Manuel Valls, présent sur place, a été la cible de quelques huées et appels à la démission. Le chef du gouvernement a dénoncé « l’attitude peu spontanée d’une minorité ». Un élu local de l’opposition de droite a porté le même jugement, pointant du doigt des sympathisants du Front national (FN), parti d’extrême droite très implanté à Nice.

Mais cet incident illustre la tension régnant en France, frappée pour la troisième fois depuis janvier 2015 par des tueries de masse qui ont fait plus de 230 morts. En fauchant avec son camion la foule venue célébrer la fête nationale, Mohamed Lahouaiej Boulhel a tué le 14 juillet 84 personnes et blessé plus de 300 autres, dont 19 sont toujours entre la vie et la mort, selon les autorités.

Le procureur Molins a confirmé « le caractère prémédité » de l’attentat, « pensé et préparé » par son auteur qui avait effectué des « repérages » deux jours avant le massacre et pris quatre selfies sur la Promenade des Anglais dans les heures qui l’ont précédé.

A neuf mois de l’élection présidentielle, le climat politique ne cesse de se détériorer en France. L’opposition de droite et d’extrême droite accusent les autorités de n’avoir pas assez fait pour prévenir de nouvelles attaques. « Rien ne doit rester dans l’ombre », a exigé le parti Les Républicains de Nicolas Sarkozy pour justifier sa demande de commission d’enquête parlementaire.

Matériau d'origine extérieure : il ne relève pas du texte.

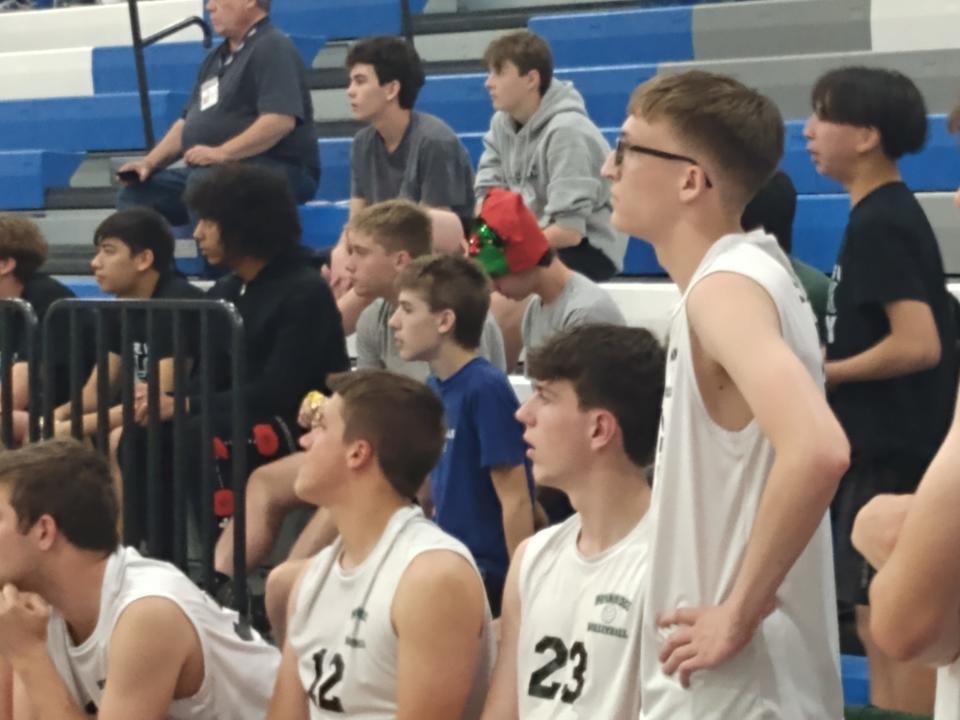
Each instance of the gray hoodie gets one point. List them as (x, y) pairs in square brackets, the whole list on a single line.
[(554, 162)]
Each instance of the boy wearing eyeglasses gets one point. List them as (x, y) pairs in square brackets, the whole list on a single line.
[(739, 618)]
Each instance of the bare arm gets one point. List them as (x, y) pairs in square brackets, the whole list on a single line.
[(502, 703), (510, 483), (439, 615), (915, 597), (289, 701), (88, 398), (149, 648), (912, 345), (737, 326)]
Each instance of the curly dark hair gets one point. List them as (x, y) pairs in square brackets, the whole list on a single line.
[(253, 207), (393, 58)]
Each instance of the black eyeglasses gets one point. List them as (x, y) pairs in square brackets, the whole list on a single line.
[(622, 148)]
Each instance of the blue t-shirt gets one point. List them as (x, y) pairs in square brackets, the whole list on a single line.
[(482, 433)]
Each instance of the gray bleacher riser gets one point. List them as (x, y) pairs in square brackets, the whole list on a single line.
[(787, 80), (69, 227), (789, 27), (945, 219)]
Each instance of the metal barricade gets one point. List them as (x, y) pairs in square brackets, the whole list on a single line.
[(184, 315), (18, 343)]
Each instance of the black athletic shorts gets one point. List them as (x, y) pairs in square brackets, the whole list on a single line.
[(866, 478)]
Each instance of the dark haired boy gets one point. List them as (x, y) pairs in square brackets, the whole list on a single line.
[(93, 629), (390, 621), (592, 427), (543, 145), (23, 250), (248, 223), (134, 261), (481, 489), (739, 614), (891, 334), (401, 153), (773, 209)]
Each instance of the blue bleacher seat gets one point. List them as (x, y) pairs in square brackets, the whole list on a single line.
[(170, 66), (341, 19), (818, 229), (855, 674), (334, 169), (322, 222), (647, 35), (102, 122), (25, 175)]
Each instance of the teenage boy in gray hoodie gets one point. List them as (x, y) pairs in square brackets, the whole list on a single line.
[(543, 145)]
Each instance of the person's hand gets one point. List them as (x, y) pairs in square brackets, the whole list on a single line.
[(23, 623), (142, 168), (141, 405), (204, 155), (706, 637), (877, 527)]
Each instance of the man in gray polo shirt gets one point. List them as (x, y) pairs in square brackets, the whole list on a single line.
[(251, 103)]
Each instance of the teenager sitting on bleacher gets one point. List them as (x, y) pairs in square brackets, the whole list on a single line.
[(251, 103), (401, 153), (383, 239), (23, 250), (891, 334), (294, 337), (543, 145), (93, 629), (516, 253), (134, 261)]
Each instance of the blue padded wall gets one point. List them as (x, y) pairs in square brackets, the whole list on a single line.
[(618, 37)]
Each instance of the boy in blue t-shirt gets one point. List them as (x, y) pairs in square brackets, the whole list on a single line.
[(482, 490)]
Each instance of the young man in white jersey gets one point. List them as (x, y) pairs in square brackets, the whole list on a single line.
[(739, 619), (912, 541), (592, 429), (93, 629), (390, 621)]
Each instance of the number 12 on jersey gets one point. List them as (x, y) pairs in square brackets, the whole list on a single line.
[(576, 655)]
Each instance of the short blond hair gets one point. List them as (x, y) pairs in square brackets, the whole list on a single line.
[(396, 225), (21, 239), (738, 128)]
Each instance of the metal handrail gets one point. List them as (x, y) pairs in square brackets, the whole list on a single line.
[(139, 43)]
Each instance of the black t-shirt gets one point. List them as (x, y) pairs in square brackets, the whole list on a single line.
[(294, 339), (890, 253), (265, 75), (170, 286)]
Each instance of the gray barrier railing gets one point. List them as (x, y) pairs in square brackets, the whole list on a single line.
[(191, 328)]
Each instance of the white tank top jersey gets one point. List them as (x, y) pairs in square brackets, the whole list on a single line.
[(579, 647), (341, 628), (238, 674), (948, 693), (706, 491)]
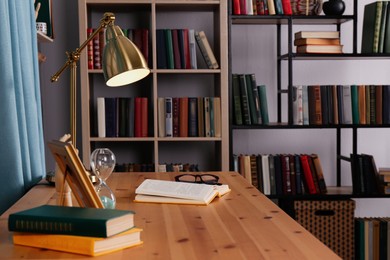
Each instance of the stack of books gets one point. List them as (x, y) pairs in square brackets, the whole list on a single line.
[(318, 42), (384, 175), (87, 231)]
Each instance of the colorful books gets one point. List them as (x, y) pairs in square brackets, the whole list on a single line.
[(172, 192), (92, 246), (50, 219)]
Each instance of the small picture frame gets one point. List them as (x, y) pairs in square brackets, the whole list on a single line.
[(75, 174)]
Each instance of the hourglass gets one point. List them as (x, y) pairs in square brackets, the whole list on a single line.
[(102, 164)]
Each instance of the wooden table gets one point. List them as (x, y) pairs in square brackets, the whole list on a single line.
[(243, 224)]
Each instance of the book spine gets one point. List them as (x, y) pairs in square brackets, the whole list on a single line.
[(206, 50), (192, 117), (101, 117), (168, 117)]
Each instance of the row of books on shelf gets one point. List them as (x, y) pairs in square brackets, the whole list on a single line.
[(365, 175), (281, 174), (249, 100), (149, 167), (372, 238), (139, 36), (376, 28), (189, 116), (176, 49), (318, 42), (341, 104), (276, 7), (86, 231), (122, 116), (262, 7)]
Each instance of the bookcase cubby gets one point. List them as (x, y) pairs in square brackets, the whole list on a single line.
[(245, 56), (209, 16)]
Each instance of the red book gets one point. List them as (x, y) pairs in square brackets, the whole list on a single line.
[(287, 10), (176, 49), (90, 49), (144, 117), (175, 116), (311, 188), (183, 117), (243, 6), (186, 44), (145, 44), (137, 117), (236, 7)]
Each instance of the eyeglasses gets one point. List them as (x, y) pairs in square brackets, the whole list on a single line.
[(210, 179)]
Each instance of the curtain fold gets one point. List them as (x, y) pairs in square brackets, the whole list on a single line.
[(22, 162)]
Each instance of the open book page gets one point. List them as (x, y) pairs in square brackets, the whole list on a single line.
[(161, 191)]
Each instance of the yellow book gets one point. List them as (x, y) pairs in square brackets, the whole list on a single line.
[(92, 246)]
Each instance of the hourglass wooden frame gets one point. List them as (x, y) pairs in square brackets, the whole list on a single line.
[(75, 174)]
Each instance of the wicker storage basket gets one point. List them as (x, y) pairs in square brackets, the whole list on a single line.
[(306, 7), (332, 222)]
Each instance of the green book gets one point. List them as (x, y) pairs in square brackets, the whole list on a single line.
[(371, 26), (93, 222), (263, 104), (244, 100), (355, 104), (236, 100), (251, 99), (169, 46)]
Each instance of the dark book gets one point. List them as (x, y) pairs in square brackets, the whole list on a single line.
[(244, 100), (293, 179), (161, 49), (169, 49), (183, 117), (355, 104), (45, 15), (168, 117), (298, 175), (278, 174), (254, 174), (176, 116), (386, 104), (309, 182), (372, 89), (192, 117), (130, 120), (176, 49), (259, 163), (251, 99), (201, 128), (110, 105), (324, 105), (319, 174), (236, 100), (123, 116), (315, 112), (263, 104), (286, 177), (79, 221), (271, 165), (137, 116)]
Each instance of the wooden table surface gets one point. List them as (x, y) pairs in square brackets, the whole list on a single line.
[(243, 224)]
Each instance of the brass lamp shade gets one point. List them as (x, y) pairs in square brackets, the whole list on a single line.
[(123, 62)]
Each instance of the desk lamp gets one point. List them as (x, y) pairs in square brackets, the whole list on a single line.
[(122, 62)]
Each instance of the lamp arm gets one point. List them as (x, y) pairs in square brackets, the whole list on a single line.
[(74, 56)]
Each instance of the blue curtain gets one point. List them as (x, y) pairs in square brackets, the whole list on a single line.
[(22, 162)]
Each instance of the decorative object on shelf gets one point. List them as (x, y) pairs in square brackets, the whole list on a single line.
[(102, 164), (123, 63), (306, 7), (334, 7)]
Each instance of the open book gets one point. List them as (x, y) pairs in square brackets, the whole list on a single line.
[(160, 191)]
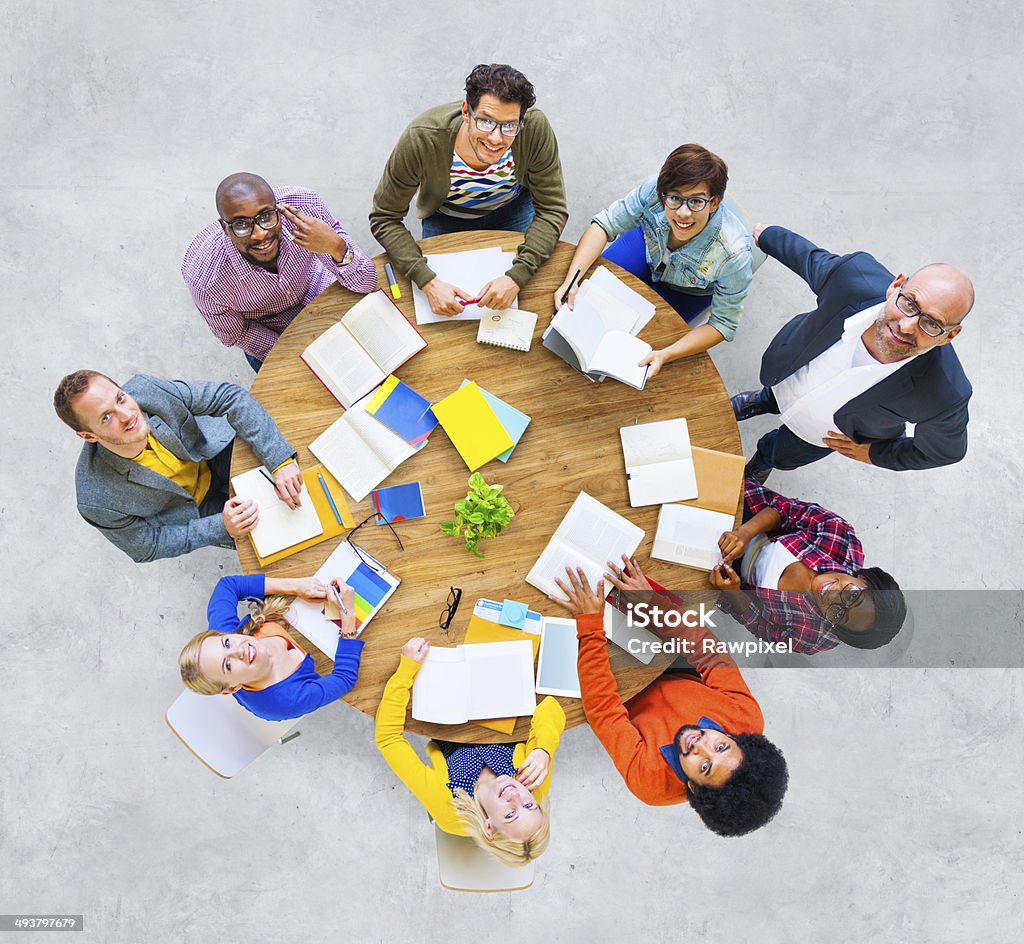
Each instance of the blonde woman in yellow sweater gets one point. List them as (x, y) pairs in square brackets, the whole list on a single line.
[(493, 792)]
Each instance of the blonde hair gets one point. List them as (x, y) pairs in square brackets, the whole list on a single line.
[(260, 612), (507, 851)]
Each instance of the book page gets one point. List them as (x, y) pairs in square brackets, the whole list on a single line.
[(501, 679), (383, 331), (346, 370), (440, 691), (689, 535), (280, 526), (349, 459)]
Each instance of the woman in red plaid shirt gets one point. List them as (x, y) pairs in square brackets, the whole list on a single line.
[(799, 574)]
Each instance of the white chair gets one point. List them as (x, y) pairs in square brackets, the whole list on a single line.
[(463, 866), (221, 733)]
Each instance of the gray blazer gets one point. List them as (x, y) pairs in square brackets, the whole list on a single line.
[(146, 515)]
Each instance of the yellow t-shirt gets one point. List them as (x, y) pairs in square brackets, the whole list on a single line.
[(193, 476)]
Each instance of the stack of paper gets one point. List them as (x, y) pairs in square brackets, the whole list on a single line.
[(472, 426), (470, 271)]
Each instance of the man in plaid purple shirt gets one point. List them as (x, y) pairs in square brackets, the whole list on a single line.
[(269, 254), (802, 577)]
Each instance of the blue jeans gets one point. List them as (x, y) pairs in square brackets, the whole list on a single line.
[(630, 252), (516, 216)]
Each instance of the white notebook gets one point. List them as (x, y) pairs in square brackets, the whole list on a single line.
[(689, 535), (658, 462), (473, 682), (590, 535), (359, 451), (352, 357), (280, 526)]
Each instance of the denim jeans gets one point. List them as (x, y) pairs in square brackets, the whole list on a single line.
[(630, 252), (516, 216)]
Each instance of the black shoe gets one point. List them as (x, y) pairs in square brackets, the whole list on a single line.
[(759, 473), (749, 403)]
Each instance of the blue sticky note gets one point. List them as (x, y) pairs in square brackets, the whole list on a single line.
[(513, 614)]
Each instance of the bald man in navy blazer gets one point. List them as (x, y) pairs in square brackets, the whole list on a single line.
[(872, 357)]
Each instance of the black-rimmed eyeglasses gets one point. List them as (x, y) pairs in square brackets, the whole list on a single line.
[(926, 323), (243, 225), (451, 608)]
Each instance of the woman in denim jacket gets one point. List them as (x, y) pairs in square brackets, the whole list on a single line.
[(674, 233)]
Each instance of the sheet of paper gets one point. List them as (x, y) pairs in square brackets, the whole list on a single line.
[(470, 271)]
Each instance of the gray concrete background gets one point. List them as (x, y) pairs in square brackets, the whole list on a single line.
[(891, 126)]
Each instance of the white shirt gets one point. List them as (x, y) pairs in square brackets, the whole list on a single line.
[(810, 397)]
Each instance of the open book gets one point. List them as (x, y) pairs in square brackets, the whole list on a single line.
[(595, 338), (280, 526), (359, 452), (590, 534), (658, 462), (480, 680), (371, 341)]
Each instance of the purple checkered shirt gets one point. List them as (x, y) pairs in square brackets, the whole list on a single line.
[(817, 538), (247, 306)]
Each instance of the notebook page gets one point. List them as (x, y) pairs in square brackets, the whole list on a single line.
[(383, 331)]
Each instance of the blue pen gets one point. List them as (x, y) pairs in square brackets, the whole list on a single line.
[(330, 501)]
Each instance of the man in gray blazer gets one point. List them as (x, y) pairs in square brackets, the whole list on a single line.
[(153, 475)]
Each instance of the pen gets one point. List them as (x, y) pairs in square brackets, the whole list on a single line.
[(565, 294), (395, 291), (330, 501)]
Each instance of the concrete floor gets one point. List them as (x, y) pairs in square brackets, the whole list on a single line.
[(886, 126)]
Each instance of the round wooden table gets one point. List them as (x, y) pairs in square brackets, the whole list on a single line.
[(571, 444)]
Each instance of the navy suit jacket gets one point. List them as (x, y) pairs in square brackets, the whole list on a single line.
[(931, 390)]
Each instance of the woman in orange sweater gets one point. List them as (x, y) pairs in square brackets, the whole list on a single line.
[(682, 738)]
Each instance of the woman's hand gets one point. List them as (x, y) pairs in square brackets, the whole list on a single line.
[(535, 769), (581, 599), (416, 649)]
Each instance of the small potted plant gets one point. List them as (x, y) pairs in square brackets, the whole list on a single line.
[(483, 513)]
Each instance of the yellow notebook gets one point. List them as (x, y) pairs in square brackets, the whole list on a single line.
[(481, 630), (472, 426), (331, 526)]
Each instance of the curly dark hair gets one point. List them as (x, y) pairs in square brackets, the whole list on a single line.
[(504, 82), (752, 797)]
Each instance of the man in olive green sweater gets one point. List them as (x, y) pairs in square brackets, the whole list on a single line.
[(489, 163)]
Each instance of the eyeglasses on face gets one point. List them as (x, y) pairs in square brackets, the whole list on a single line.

Dimanche, l’ex-chef de l’Etat avait estimé que « tout ce qui aurait dû être fait depuis 18 mois ne l’a pas été ».

Hollande appelle à ‘la dignité’

La droite se dit prête à voter la prolongation de l’état d’urgence réclame au moins six mois supplémentaires, et un durcissement des mesures prévues par ce régime d’exception.

Le gouvernement a prévu pour l’instant une prolongation de trois mois de l’état d’urgence, mais des sources politiques ont indiqué lundi soir que cette mesure devrait être prolongée jusqu’à début 2017.

Le président François Hollande a répliqué aux critiques en invoquant « une obligation de dignité et de vérité dans la parole publique ».

Les autorités se défendent depuis plusieurs jours de tout laxisme dans la lutte antiterroriste, soulignant que « 100.000 policiers, gendarmes et militaires sont mobilisés pour assurer la sécurité » en France. « Nous continuerons à mener une lutte implacable contre Daech (acronyme arabe de l’EI) à l’intérieur et à l’extérieur », a répété le ministre de la Défense Jean-Yves Le Drian, indiquant que la France, membre de la coalition internationale anti-jihadistes, poursuivait « tous les jours » ses frappes en Irak et en Syrie.

Selon le gouvernement, « 16 attentats ont été déjoués » sur le sol français depuis 2013.

L’enquête tente de cerner les éventuelles complicités du tueur de Nice. Lundi, six personnes étaient toujours en garde à vue, dont un Albanais soupçonné d’avoir fourni à Mohamed Lahouaiej Boulhel un pistolet avec lequel il a tiré sur des policiers avant d’être abattu.